Die libysche Gesellschaft blieb jedoch auch in den Industriezentren tief gespalten: Wissenschaftliche und technische Führungskräfte wurden in der Regel aus Westeuropa importiert, Verwaltungspersonal und mittleres Management stellten die Einheimischen, während die niederen Arbeiten von Migranten aus den Nachbarländern verrichtet wurden.

Immerhin konnte nach der politischen Öffnung Libyens von westlichen Stellen erstaunt konstatiert werden, daß es sich um ein wohlhabendes Land mit einer modernen Infrastruktur und geringer Analphabetenrate handelte, die Bevölkerung mit allem Notwendigen versorgt wurde und – im Gegensatz zu den meisten Nachbarstaaten – keine bettelnden Kinder auf den Straßen zu sehen waren.
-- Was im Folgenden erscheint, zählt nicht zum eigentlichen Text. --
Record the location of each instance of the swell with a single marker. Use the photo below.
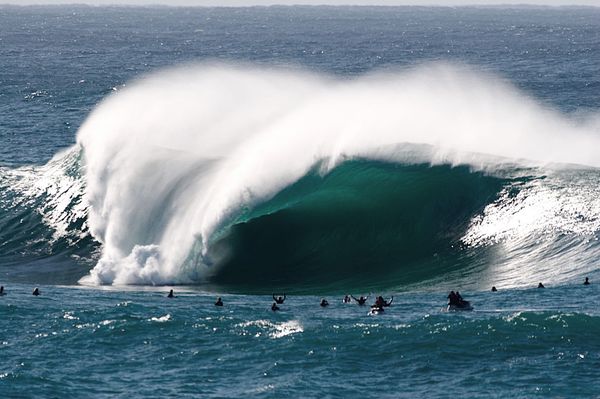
(43, 222)
(365, 224)
(251, 179)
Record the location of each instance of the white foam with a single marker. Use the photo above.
(171, 157)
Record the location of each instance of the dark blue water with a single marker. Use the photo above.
(410, 223)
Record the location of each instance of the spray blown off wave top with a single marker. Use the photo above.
(249, 176)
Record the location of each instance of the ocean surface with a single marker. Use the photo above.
(316, 151)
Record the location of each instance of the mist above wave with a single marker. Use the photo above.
(173, 157)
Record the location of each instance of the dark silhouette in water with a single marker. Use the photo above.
(280, 299)
(456, 302)
(361, 301)
(380, 303)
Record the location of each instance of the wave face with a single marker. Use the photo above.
(43, 221)
(255, 178)
(361, 221)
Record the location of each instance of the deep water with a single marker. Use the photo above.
(317, 151)
(81, 342)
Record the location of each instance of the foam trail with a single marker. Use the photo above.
(171, 158)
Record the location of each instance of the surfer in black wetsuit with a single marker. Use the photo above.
(280, 299)
(453, 299)
(361, 301)
(380, 303)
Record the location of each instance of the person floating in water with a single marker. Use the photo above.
(453, 299)
(361, 301)
(380, 303)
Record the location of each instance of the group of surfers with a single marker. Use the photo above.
(454, 299)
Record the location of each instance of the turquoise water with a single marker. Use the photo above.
(316, 151)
Teil 2: Schaukelpolitik im Zeichen der Krise

Die zuweilen äußerst abenteuerliche Politik der Volks-Dschamahirija ist zumindest in den Anfangsjahren mit Ghaddafis entschiedenem Haß auf den europäischen Kolonialismus zu erklären. Für die angestrebte Modernisierung der libyschen Gesellschaft fand der Revolutionäre Militärrat in der panarabischen Ideologie eine geeignete politische Programmatik.

Als die britischen und US-amerikanischen Militärstützpunkte geschlossen wurden, konnte sich der Revolutionsrat des Beifalls der libyschen Bevölkerung, der übrigen arabischen Welt und des sozialistischen Osteuropas sicher sein. Um mit den ehemaligen Kolonialmächten und den USA militärisch gleichzuziehen, unternahm Libyen in den Folgejahren mehrere – vergebliche – Versuche, das eigene Militär mit Massenvernichtungswaffen aufzurüsten.
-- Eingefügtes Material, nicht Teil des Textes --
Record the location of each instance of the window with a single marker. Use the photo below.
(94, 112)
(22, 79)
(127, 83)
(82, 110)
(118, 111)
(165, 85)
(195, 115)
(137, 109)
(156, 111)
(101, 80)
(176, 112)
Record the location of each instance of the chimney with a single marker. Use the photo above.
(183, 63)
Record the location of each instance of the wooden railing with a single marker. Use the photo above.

Getreu dem Motto »Der Feind deines Feindes ist dein Freund« unterstützte Ghaddafi in den 1970er und 1980er Jahren verschiedene militante Gruppen der westeuropäischen und palästinensischen Linken; libysche Geheimdienstler sollen auch persönlich in verschiedene Anschläge verwickelt gewesen sein. Dieser Verdacht diente seit 1973 immer wieder als Anlaß, Libyen mit Wirtschaftssanktionen zu belegen. In den 1980er Jahren erfolgten Zusammenstöße mit dem US-Militär, das schon damals, am 14./15. April 1986, die Hauptstadt Tripolis bombardiert hatte.
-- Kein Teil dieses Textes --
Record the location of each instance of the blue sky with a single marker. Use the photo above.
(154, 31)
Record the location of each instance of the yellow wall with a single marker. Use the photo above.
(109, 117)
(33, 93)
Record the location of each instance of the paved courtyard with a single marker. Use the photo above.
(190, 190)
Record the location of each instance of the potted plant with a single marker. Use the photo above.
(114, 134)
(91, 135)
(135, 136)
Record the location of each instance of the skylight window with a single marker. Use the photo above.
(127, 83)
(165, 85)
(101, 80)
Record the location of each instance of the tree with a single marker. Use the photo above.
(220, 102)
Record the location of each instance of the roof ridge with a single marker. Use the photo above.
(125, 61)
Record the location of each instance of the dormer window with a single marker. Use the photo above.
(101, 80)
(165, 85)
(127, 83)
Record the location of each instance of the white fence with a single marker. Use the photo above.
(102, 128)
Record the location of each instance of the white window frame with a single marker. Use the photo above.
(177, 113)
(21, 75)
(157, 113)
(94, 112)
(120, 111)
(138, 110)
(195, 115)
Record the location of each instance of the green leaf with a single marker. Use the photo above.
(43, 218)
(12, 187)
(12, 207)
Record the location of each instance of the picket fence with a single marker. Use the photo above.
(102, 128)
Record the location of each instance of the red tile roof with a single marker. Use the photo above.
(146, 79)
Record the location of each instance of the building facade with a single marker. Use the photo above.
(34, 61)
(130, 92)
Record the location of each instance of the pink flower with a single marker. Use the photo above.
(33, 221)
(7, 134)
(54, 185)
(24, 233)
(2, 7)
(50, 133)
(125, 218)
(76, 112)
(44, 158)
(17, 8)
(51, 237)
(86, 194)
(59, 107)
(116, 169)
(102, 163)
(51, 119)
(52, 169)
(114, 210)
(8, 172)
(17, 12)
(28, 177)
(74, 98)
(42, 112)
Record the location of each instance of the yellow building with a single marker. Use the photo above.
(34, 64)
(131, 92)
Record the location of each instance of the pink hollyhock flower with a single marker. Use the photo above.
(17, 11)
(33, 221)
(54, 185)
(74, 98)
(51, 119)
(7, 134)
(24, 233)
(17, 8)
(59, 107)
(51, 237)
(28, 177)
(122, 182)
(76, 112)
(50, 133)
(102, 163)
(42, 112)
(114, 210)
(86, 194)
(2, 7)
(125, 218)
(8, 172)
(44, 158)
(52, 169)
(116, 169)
Im Sinne der panarabischen Ideologie unternahm Ghaddafi zahlreiche Versuche, Libyen mit verschiedenen Nachbarstaaten in einer Union zusammenschließen. Sämtliche dieser Projekte scheiterten entweder schon in der Verhandlungsphase oder aber hatten langfristig keinen Bestand. Ebenfalls aus der panarabischen Ideologie heraus sind Ghaddafis heftige Verbalattacken gegen Israel zu verstehen. Er ließ es jedoch nie zu einer offenen militärischen Konfrontation kommen, auch nicht, als die israelische Luftwaffe im Februar 1973 über der Sinai-Halbinsel ein libysches Passagierflugzeug abschoß.

Das libysche Militär führte jahrelang einen unerklärten Krieg gegen das Nachbarland Tschad, da Libyen die Grenzziehung zwischen den damaligen Kolonialmächten Italien und Frankreich nicht anerkannte. Hintergrund der Auseinandersetzungen waren aber in Wahrheit die Uranerzlagerstätten in diesem Gebiet. Libyen unterstützte Rebellenverbände im Tschad mit Waffen und Geld und rüstete eine multinational zusammengewürfelte »islamische Legion« auf. Nach dem militärischen Eingreifen Frankreichs erlitt Libyen eine Niederlage, Ghaddafi mußte schließlich seine Truppen aus dem Tschad zurückziehen.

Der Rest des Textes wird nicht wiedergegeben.